Most people know Bill McKibben as one of the leading climate scientists and activists in the world. In an article in this week’s New Yorker magazine, McKibben pulls no punches about where man’s (and in many cases corporate America’s) attitude of denial on the changing climate has led us to. This is a very sobering article. Following are some excerpts which help to illustrate the theme of the article, but I recommend reading the whole article since there are several points that McKibben brings out. His description of the tactics of the oil companies to keep the government at bay is quite eye opening:
“When I say the world has begun to shrink, this is what I mean. Until now, human beings have been spreading, from our beginnings in Africa, out across the globe—slowly at first, and then much faster. But a period of contraction is setting in as we lose parts of the habitable earth. Sometimes our retreat will be hasty and violent; the effort to evacuate the blazing California towns along narrow roads was so chaotic that many people died in their cars. But most of the pullback will be slower, starting along the world’s coastlines. Each year, another twenty-four thousand people abandon Vietnam’s sublimely fertile Mekong Delta as crop fields are polluted with salt. As sea ice melts along the Alaskan coast, there is nothing to protect towns, cities, and native villages from the waves. In Mexico Beach, Florida, which was all but eradicated by Hurricane Michael, a resident told the Washington Post, “The older people can’t rebuild; it’s too late in their lives. Who is going to be left? Who is going to care?”

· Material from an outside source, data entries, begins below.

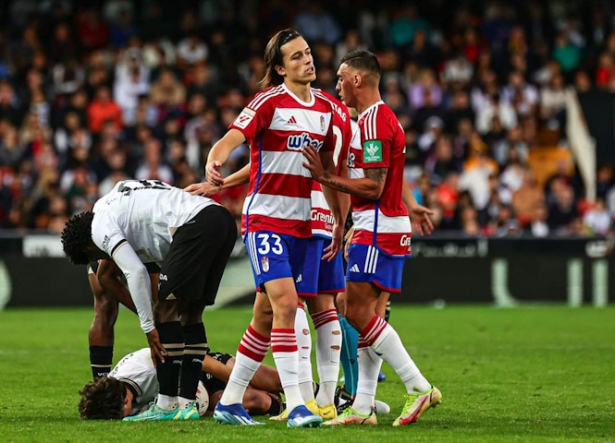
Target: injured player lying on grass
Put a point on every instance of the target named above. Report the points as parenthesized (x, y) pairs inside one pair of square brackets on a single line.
[(132, 385)]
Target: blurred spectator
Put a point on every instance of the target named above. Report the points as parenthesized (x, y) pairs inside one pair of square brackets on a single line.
[(95, 92), (562, 211), (598, 219), (528, 200), (317, 24)]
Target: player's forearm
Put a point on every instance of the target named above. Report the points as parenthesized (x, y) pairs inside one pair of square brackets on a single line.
[(113, 288), (223, 147), (334, 200), (408, 196), (361, 187), (240, 177)]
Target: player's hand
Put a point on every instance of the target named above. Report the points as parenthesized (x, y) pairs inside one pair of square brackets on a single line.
[(212, 172), (336, 243), (314, 164), (206, 189), (420, 219), (156, 348), (348, 242)]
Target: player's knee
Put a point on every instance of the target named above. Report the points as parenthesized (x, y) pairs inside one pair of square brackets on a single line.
[(285, 310), (356, 313), (106, 309)]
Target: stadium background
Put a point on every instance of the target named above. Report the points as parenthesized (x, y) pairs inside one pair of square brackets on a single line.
[(508, 108)]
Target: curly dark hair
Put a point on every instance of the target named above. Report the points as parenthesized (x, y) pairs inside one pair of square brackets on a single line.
[(76, 236), (102, 399)]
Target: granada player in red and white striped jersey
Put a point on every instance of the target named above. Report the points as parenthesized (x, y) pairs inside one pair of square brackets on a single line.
[(322, 276), (380, 242), (278, 124)]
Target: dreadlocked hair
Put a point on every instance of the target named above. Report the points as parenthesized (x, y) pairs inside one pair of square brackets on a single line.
[(76, 236), (102, 399)]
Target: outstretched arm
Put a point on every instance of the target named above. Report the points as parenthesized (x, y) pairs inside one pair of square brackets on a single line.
[(219, 153), (235, 179), (370, 187)]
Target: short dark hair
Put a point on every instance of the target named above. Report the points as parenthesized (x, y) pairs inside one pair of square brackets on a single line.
[(102, 399), (362, 60), (76, 236), (273, 56)]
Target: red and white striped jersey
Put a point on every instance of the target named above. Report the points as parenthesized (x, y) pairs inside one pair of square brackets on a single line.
[(339, 136), (380, 142), (277, 125)]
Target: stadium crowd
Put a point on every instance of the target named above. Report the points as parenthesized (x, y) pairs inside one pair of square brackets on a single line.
[(93, 92)]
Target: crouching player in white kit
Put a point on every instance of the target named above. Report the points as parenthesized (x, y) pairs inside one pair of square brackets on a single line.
[(132, 385), (191, 238)]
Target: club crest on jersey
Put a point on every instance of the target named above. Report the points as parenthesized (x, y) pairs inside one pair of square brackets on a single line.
[(351, 158), (372, 151), (244, 118), (299, 141)]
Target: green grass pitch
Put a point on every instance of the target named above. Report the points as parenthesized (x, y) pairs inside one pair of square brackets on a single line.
[(529, 374)]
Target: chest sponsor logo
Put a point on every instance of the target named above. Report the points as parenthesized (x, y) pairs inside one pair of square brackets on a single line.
[(300, 141), (372, 151)]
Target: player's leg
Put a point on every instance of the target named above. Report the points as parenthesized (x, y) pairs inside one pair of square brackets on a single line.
[(304, 344), (378, 338), (328, 331), (265, 378), (251, 351), (307, 289), (261, 402), (203, 248), (101, 336), (383, 309), (276, 263), (350, 343), (257, 402)]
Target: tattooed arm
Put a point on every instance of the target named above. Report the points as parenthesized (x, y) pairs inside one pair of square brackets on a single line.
[(369, 187)]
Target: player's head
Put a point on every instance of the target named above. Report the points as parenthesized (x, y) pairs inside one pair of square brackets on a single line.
[(288, 58), (103, 399), (77, 238), (358, 69)]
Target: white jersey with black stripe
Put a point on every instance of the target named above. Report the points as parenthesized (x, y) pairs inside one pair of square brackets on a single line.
[(137, 370), (146, 214)]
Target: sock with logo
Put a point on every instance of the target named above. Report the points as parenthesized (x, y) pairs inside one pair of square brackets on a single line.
[(192, 362), (250, 354), (101, 359), (172, 338), (348, 356), (304, 344)]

“Like it or not, we will retreat from most of the world’s non-urban shorelines in the not very distant future,” Orrin Pilkey, an expert on sea levels at Duke University, wrote in his book “Retreat from a Rising Sea.” “We can plan now and retreat in a strategic and calculated fashion, or we can worry about it later and retreat in tactical disarray in response to devastating storms. In other words, we can walk away methodically, or we can flee in panic.”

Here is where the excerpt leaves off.